Having seen At Eternity’s Gate, I now see what Van Gogh was trying to tell us and Julian Schnabel conveys through this moving picture.  I see why these two perfectly normal guys I was breaking bread with in Houston are unable to penetrate the screen that lies between them and reality.  They have never developed the imaginative tools to go beyond normal modes of perception and conception. Or perhaps they lack the faith to dare, to see the futility and violence in what they are working for and what their companies’ products are doing to the world.  They think of themselves as hard at work, travelling hither and yon, doing their calculations, “making their living,” and collecting their pay.  It’s their work that has a payoff in gold, but it’s not working in the sense that painting was for Vincent, a way beyond the screen.  They are mesmerized by the spectacle, as are so many Americans.  Their jobs are perfectly logical and allow them a feeling of calm and control.

But Vincent, responding to Gauguin, a former stock broker, when he urged him to paint slowly and methodically, said, “I need to be out of control. I don’t want to calm down.”  He knew that to be fully alive was to be vulnerable, to not hold back, to always be slipping away, and to be threatened with annihilation at any moment. When painting, he was intoxicated with a creative joy that belies the popular image of him as always depressed.  “I find joy in sorrow,” he said, echoing in a paradoxical way Albert Camus, who said, “I have always felt that I lived on the high seas, threatened, at the heart of a royal happiness.”   Both rebels, one in paint, the other in words: “I rebel: therefore we exist,” was how Camus put it, expressing the human solidarity that is fundamental to genuine work in our ephemeral world. Both nostalgic in the present for the future, creating freedom through vision and disclosing the way for others.

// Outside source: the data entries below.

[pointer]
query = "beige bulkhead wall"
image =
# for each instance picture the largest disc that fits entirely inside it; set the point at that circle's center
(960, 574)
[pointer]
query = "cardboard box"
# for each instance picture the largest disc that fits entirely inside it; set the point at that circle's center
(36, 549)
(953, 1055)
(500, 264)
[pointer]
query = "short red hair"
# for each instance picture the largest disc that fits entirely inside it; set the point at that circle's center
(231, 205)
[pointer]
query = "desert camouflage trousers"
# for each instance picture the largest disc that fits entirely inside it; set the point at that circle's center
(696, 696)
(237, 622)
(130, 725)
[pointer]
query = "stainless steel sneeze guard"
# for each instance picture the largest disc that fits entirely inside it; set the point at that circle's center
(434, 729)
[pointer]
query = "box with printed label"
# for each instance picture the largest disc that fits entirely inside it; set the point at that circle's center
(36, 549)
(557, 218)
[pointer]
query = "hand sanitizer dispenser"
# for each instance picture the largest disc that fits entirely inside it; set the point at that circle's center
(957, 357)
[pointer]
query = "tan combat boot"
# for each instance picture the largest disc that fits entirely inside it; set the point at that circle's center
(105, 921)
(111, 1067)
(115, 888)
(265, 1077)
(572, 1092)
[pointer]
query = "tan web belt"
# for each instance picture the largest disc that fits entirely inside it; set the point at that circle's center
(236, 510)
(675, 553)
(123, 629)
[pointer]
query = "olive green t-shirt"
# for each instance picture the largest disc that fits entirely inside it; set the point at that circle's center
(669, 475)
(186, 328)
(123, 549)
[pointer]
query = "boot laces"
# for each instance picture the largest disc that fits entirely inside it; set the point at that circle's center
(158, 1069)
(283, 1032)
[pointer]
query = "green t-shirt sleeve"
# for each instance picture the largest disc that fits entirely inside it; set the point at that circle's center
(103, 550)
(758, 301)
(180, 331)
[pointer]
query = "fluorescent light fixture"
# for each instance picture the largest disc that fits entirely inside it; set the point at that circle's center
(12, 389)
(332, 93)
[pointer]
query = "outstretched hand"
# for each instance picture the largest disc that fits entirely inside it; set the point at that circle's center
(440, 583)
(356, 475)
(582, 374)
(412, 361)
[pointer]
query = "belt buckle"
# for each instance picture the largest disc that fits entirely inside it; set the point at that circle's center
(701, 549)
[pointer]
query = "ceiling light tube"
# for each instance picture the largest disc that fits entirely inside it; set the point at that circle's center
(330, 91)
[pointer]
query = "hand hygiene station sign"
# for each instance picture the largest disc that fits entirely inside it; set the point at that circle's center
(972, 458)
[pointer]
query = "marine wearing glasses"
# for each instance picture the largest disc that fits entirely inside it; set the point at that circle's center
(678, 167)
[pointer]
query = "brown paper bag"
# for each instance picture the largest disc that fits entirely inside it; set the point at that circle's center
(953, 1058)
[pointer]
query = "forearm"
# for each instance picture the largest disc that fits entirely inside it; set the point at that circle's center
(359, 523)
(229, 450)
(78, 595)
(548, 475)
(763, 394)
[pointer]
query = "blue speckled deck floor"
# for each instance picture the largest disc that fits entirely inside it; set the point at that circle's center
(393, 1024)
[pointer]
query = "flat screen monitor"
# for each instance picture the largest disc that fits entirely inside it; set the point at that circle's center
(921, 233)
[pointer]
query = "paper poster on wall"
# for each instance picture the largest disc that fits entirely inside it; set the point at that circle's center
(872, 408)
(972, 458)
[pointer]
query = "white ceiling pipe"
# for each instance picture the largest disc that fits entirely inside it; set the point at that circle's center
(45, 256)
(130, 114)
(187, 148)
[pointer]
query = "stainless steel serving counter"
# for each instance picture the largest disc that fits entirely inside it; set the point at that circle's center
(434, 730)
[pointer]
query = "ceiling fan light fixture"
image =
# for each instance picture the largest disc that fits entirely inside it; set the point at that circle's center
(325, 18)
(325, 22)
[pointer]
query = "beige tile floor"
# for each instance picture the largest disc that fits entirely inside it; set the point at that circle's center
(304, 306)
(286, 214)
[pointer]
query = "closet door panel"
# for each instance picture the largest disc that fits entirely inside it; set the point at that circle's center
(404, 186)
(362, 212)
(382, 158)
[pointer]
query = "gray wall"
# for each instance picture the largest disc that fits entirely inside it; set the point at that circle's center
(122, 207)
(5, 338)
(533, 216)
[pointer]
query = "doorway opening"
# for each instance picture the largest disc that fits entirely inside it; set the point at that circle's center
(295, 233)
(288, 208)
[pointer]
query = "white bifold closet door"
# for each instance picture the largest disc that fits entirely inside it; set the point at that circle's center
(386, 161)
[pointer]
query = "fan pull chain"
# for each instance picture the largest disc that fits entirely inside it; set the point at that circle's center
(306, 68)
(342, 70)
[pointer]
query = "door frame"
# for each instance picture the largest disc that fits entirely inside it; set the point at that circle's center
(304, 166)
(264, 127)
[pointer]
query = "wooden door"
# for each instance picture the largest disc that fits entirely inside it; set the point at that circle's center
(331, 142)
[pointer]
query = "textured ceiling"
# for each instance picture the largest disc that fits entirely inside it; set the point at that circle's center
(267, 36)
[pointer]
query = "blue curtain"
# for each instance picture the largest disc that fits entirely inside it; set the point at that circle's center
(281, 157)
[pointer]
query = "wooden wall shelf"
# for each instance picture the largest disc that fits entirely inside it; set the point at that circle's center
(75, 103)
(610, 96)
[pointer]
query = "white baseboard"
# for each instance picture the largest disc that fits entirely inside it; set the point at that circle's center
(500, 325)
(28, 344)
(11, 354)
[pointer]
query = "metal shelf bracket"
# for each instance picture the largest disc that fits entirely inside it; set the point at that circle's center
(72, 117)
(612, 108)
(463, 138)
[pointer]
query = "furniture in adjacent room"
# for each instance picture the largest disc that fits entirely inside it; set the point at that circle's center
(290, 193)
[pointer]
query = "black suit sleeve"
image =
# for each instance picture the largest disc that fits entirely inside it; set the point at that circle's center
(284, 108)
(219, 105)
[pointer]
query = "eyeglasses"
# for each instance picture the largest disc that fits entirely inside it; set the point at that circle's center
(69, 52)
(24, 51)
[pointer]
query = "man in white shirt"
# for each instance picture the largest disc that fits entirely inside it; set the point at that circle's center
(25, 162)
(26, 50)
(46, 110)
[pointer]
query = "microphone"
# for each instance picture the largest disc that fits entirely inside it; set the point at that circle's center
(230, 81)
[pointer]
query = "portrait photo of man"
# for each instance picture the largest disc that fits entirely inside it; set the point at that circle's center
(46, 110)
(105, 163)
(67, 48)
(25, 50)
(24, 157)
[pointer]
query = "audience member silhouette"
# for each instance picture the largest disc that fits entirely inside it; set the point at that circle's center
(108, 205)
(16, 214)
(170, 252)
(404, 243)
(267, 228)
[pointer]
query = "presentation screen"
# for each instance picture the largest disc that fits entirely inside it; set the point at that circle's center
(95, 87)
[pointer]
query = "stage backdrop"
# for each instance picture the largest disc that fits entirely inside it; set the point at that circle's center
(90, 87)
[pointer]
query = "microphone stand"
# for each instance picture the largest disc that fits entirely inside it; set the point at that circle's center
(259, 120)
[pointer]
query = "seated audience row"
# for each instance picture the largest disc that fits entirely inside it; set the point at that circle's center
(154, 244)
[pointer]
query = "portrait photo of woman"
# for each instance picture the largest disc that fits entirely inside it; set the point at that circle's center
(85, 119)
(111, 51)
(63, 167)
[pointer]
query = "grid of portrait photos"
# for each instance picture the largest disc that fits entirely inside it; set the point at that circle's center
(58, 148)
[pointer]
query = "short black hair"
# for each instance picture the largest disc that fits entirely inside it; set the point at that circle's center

And although my breakfast companions felt safe in their calmness on this side of the screen, it was an illusion. The only really calm ones are corpses. And perhaps that’s why when you look around, as I did as a child, you see so many of the living dead carrying on as normal.

“I paint to stop thinking and feel I am a part of everything inside and outside me,” says Vincent, a self-described exile and pilgrim.

If we could make working a form of such painting, a path to human solidarity because a mode of rebelling, what a wonderful world it might be.

That, I believe, is what working is for.